The scheme will be open to all but private investment is expected at a level based on the size of project. There must be benefit not only to the businesses involved but to the wider sector.

NFU comment:

It is encouraging that Defra will again be contributing significantly to the whole agricultural R&D and innovation system, alongside UK Research and Innovation (UKRI) as the major public sector funder of research.

Practical translation must indeed be the focus for Defra, so it can drive far greater adoption of innovative practices and tools for the delivery of its policy aspirations in both environmental delivery and farm productivity and prosperity.

Given the welcome increases in funding for agricultural research in recent years since through the Agritech Strategy and the Industrial Strategy, there is little value in Defra simply adding money to the pot for individual research projects in the traditional academic funding modes. However, it must respond to the need for proper support for those research centres that work most closely with farmers and growers such as NIAB.

Farmer Chris Eglington and his drone_27888

Defra needs to learn from the experiences of the Transforming Food Production Industrial Strategy Challenge Fund (ISCF) programme and design its ATP funding mechanisms on the basis of what had the most impact for farmers and growers. If the new scheme will replace Transforming Food Production (TFP), it is vital that the investment is large enough and enough farmers can access it if it is to make a genuine long term difference to productivity and prosperity.

The three types of projects would give a good range of routes for farmers to get engaged.
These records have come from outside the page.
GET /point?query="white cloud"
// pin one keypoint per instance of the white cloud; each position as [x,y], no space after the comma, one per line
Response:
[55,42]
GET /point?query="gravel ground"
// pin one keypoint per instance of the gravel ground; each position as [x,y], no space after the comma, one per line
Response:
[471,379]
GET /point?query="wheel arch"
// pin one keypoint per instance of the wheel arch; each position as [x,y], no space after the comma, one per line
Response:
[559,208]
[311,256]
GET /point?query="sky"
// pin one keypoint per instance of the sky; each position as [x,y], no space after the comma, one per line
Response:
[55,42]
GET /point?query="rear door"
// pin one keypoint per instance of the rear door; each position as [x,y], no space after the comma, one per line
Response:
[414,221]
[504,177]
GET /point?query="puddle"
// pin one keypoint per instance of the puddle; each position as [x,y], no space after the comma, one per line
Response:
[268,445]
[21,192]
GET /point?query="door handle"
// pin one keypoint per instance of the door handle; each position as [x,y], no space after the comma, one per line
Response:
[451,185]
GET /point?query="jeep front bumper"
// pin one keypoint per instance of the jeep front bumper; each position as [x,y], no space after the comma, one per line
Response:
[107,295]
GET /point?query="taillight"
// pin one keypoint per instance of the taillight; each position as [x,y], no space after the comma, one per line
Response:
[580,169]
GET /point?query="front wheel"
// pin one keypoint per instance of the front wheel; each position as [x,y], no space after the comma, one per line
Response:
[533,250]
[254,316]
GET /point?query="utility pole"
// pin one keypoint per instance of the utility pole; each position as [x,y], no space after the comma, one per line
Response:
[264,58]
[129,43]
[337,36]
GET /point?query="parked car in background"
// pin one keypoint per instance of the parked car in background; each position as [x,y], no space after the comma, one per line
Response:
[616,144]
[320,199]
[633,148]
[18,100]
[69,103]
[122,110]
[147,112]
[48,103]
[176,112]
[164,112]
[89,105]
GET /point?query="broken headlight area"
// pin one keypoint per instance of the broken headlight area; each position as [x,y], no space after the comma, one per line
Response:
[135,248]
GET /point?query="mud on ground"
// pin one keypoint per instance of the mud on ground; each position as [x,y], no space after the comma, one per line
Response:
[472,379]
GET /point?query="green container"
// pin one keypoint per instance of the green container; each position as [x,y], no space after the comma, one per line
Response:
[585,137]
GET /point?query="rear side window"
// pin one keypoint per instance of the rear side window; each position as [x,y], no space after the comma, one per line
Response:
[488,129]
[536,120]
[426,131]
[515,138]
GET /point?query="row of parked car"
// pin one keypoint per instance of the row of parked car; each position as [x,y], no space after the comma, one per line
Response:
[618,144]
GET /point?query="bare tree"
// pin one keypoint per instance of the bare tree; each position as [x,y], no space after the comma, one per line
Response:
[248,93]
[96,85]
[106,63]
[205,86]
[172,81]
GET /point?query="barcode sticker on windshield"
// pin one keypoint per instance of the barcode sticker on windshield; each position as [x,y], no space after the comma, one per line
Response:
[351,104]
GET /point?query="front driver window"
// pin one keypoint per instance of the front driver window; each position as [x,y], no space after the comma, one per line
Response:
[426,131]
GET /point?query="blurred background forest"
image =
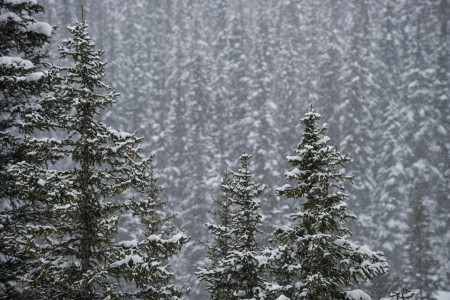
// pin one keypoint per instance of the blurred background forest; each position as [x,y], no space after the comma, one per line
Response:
[205,81]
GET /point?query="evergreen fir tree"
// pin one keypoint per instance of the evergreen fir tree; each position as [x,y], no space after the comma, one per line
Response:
[218,286]
[21,80]
[421,265]
[239,271]
[404,294]
[314,258]
[79,254]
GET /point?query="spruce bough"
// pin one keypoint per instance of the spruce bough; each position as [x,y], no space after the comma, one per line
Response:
[314,258]
[80,255]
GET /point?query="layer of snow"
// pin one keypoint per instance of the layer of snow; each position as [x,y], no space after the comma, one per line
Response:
[41,27]
[443,295]
[357,295]
[14,61]
[18,2]
[35,76]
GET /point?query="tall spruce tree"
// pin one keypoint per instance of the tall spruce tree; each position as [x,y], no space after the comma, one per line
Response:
[421,267]
[239,271]
[21,80]
[218,286]
[79,254]
[314,258]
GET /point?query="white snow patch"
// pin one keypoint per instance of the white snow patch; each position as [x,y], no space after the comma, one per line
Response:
[443,295]
[17,62]
[35,76]
[357,295]
[41,27]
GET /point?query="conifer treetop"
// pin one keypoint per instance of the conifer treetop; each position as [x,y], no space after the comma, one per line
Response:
[315,257]
[83,256]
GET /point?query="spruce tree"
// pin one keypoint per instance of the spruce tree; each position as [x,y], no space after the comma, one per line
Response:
[79,254]
[21,80]
[217,284]
[239,271]
[314,258]
[421,267]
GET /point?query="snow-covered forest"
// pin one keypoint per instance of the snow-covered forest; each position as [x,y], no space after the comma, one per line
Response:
[224,93]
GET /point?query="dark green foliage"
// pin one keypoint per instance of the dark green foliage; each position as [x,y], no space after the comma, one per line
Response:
[314,258]
[21,59]
[80,254]
[217,284]
[236,271]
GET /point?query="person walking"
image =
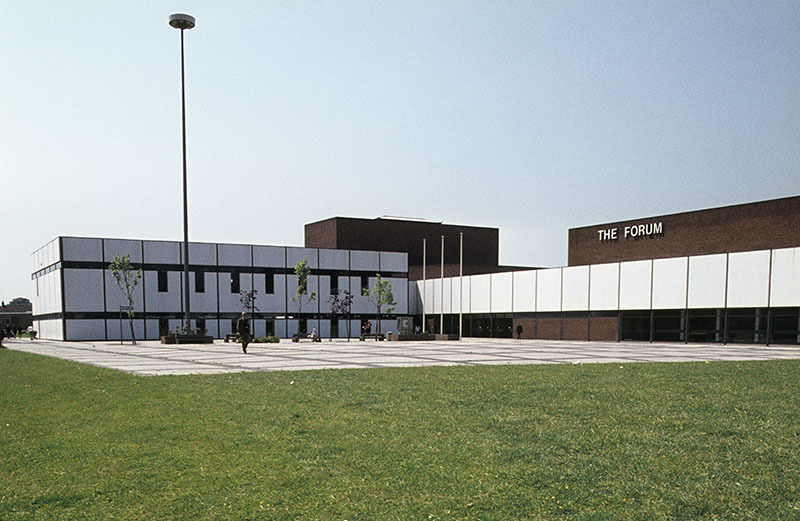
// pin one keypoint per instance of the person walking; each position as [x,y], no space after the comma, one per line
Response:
[243,328]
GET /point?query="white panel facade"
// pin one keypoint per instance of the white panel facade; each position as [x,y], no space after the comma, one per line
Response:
[115,296]
[80,249]
[394,262]
[575,289]
[502,292]
[90,329]
[481,286]
[364,261]
[428,296]
[269,256]
[446,295]
[162,301]
[748,279]
[295,255]
[274,302]
[307,306]
[324,293]
[47,293]
[604,287]
[52,329]
[415,297]
[122,247]
[548,290]
[202,254]
[707,281]
[456,291]
[785,288]
[114,326]
[233,255]
[84,290]
[360,304]
[46,256]
[669,283]
[334,259]
[524,291]
[162,252]
[634,284]
[205,302]
[436,295]
[400,294]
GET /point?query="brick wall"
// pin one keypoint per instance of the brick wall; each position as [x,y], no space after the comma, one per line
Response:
[755,226]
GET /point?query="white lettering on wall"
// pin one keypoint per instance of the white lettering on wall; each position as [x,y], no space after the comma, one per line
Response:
[608,235]
[633,231]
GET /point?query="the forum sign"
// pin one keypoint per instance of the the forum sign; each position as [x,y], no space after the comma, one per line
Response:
[633,231]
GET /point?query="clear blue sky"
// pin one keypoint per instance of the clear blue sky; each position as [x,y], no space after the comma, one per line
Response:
[532,117]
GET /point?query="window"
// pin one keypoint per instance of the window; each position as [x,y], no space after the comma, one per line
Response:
[163,286]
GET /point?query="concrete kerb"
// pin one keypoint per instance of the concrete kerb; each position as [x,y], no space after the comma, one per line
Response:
[154,358]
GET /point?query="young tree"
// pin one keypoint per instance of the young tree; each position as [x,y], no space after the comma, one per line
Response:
[340,305]
[248,301]
[381,295]
[127,278]
[302,271]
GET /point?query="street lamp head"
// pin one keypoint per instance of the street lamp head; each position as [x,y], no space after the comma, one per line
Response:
[181,21]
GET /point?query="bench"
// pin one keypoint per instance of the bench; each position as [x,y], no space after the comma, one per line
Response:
[297,338]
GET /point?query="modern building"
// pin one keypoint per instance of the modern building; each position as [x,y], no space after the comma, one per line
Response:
[417,237]
[16,314]
[76,296]
[727,274]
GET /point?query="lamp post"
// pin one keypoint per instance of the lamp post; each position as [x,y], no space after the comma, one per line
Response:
[182,22]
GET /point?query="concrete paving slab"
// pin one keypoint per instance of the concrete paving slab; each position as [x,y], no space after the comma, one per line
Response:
[152,358]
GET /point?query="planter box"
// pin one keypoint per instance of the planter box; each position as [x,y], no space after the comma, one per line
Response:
[187,339]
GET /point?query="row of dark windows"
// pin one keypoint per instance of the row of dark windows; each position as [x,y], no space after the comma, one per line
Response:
[269,284]
[733,325]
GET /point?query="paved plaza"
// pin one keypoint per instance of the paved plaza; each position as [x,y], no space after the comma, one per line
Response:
[150,358]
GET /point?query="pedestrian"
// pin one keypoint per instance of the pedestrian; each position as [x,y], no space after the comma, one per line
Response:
[243,328]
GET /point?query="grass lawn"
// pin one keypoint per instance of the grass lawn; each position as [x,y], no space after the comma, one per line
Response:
[588,442]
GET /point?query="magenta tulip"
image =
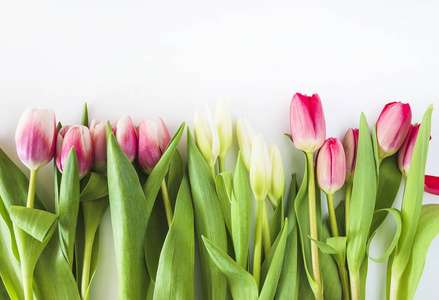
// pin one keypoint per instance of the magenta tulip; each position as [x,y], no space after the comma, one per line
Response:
[35,137]
[331,166]
[98,131]
[153,140]
[392,127]
[126,136]
[350,145]
[79,137]
[307,122]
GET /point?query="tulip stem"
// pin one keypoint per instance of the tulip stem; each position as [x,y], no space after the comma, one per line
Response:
[31,191]
[167,203]
[318,293]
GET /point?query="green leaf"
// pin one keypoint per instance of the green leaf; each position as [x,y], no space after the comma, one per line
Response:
[129,220]
[242,284]
[175,275]
[272,266]
[241,214]
[208,219]
[363,199]
[413,194]
[69,205]
[224,189]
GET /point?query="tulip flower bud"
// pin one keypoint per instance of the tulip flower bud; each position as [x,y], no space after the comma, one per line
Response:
[224,127]
[153,140]
[35,137]
[277,189]
[98,131]
[245,135]
[126,136]
[260,169]
[406,151]
[331,166]
[350,145]
[79,137]
[307,122]
[206,137]
[392,127]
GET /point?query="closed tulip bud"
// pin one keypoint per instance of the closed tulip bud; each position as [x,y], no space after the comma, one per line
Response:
[35,137]
[277,189]
[406,151]
[350,145]
[224,127]
[153,140]
[126,135]
[98,131]
[260,169]
[245,135]
[206,137]
[331,166]
[307,122]
[79,137]
[392,127]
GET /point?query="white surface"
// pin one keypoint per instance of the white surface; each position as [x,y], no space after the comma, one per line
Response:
[169,58]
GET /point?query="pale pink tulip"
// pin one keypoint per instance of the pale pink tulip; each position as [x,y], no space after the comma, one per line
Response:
[307,122]
[35,137]
[153,140]
[331,166]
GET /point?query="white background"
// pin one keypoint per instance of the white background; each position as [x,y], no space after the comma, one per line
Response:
[170,58]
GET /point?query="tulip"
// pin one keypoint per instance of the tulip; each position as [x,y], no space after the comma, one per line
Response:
[153,140]
[206,137]
[406,151]
[331,166]
[79,137]
[35,137]
[350,145]
[307,122]
[126,136]
[277,189]
[392,127]
[245,135]
[98,131]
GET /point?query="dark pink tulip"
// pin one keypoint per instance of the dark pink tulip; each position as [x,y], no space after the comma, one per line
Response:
[307,122]
[126,136]
[331,166]
[392,127]
[153,140]
[35,137]
[98,131]
[77,136]
[350,145]
[431,184]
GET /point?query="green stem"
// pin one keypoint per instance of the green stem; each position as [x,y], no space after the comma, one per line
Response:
[266,231]
[258,242]
[313,227]
[167,203]
[31,191]
[222,164]
[348,204]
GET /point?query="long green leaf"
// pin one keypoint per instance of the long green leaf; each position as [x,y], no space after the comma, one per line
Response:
[209,220]
[175,275]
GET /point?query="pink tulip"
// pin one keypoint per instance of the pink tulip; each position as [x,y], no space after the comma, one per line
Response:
[35,137]
[126,136]
[392,127]
[77,136]
[307,122]
[431,184]
[331,166]
[153,140]
[98,131]
[350,145]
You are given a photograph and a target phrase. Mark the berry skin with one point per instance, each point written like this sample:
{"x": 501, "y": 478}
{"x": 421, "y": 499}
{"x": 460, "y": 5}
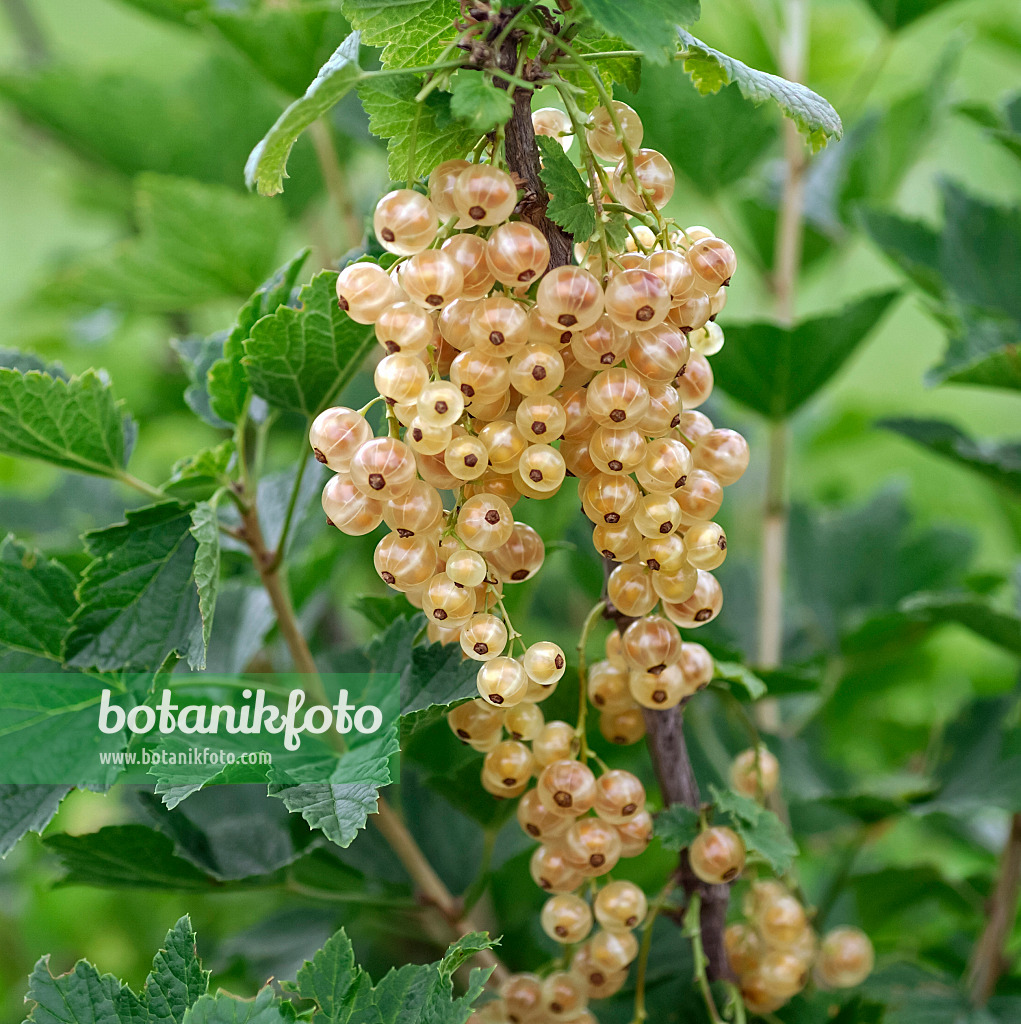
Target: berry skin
{"x": 405, "y": 221}
{"x": 620, "y": 796}
{"x": 566, "y": 787}
{"x": 483, "y": 195}
{"x": 755, "y": 772}
{"x": 621, "y": 906}
{"x": 336, "y": 434}
{"x": 566, "y": 919}
{"x": 502, "y": 682}
{"x": 717, "y": 855}
{"x": 483, "y": 638}
{"x": 364, "y": 291}
{"x": 846, "y": 957}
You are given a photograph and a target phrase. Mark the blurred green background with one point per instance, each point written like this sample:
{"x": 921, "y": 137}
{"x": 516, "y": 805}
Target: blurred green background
{"x": 95, "y": 92}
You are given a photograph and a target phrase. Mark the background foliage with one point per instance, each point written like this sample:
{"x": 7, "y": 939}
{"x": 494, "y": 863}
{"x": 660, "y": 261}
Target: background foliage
{"x": 131, "y": 242}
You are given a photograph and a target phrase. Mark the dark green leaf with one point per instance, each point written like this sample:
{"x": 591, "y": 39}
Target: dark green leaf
{"x": 392, "y": 114}
{"x": 761, "y": 829}
{"x": 711, "y": 70}
{"x": 25, "y": 809}
{"x": 676, "y": 826}
{"x": 479, "y": 102}
{"x": 266, "y": 165}
{"x": 196, "y": 243}
{"x": 299, "y": 359}
{"x": 37, "y": 599}
{"x": 74, "y": 423}
{"x": 775, "y": 370}
{"x": 1000, "y": 461}
{"x": 569, "y": 206}
{"x": 647, "y": 25}
{"x": 227, "y": 382}
{"x": 138, "y": 599}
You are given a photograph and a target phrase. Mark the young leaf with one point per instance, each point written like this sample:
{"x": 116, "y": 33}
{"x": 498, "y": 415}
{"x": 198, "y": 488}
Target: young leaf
{"x": 775, "y": 370}
{"x": 266, "y": 166}
{"x": 569, "y": 205}
{"x": 761, "y": 829}
{"x": 412, "y": 33}
{"x": 226, "y": 380}
{"x": 299, "y": 359}
{"x": 711, "y": 70}
{"x": 196, "y": 243}
{"x": 340, "y": 806}
{"x": 393, "y": 112}
{"x": 138, "y": 601}
{"x": 205, "y": 530}
{"x": 25, "y": 809}
{"x": 37, "y": 599}
{"x": 478, "y": 102}
{"x": 997, "y": 461}
{"x": 77, "y": 423}
{"x": 647, "y": 25}
{"x": 676, "y": 826}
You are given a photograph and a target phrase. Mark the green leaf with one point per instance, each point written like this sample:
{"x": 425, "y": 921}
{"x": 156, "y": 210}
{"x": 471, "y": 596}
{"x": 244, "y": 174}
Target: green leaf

The measures of success must be the number of businesses that can be reached and the potential for those businesses to make changes to their productivity and performance as a result.

Sitting alongside the project funding mechanism, there must be a system to make knowledge of what works on farms accessible to every farmer and grower, with scientists able to learn from farmers as well as farmers learning from scientists and data feedback loops throughout.

The Evidence for Farming Initiative currently being developed under the Agricultural Productivity Task Force (APTF) can do this if properly funded. It is the only way to get greater return on investment from research and innovation. The Defra policy cannot be delivered without the whole system of R&D and extension operating effectively and this must include the practitioner.

Administrative burden and ability to engage in the process of accessing and spending funding for R&D is a difficult area for farm businesses, which do not employ people specifically to run research projects. Defra must also address the resource implications in assessing applications in this new scheme, both dealing with quantity of applications and also in experience of assessing smaller farmer-led bids rather than academic proposals.

Defra must work very closely with the Department of Business, Energy and Industrial Strategy (BEIS) and all parts of UKRI to ensure the whole agricultural research landscape is fit for purpose to support the policy vision articulated in the ATP.#

Agriculture has an important role to play in cross-government agendas of clean growth, net zero, wellbeing, artficial intelligence and data, and Defra must ensure the department is heavily involved in those agendas too.

The NFU will continue to work closely with Defra and other stakeholders in designing the scheme and will use its channels and networks to help communication of the scheme when it is launched. Excellent marketing and accessibility of the scheme is vital.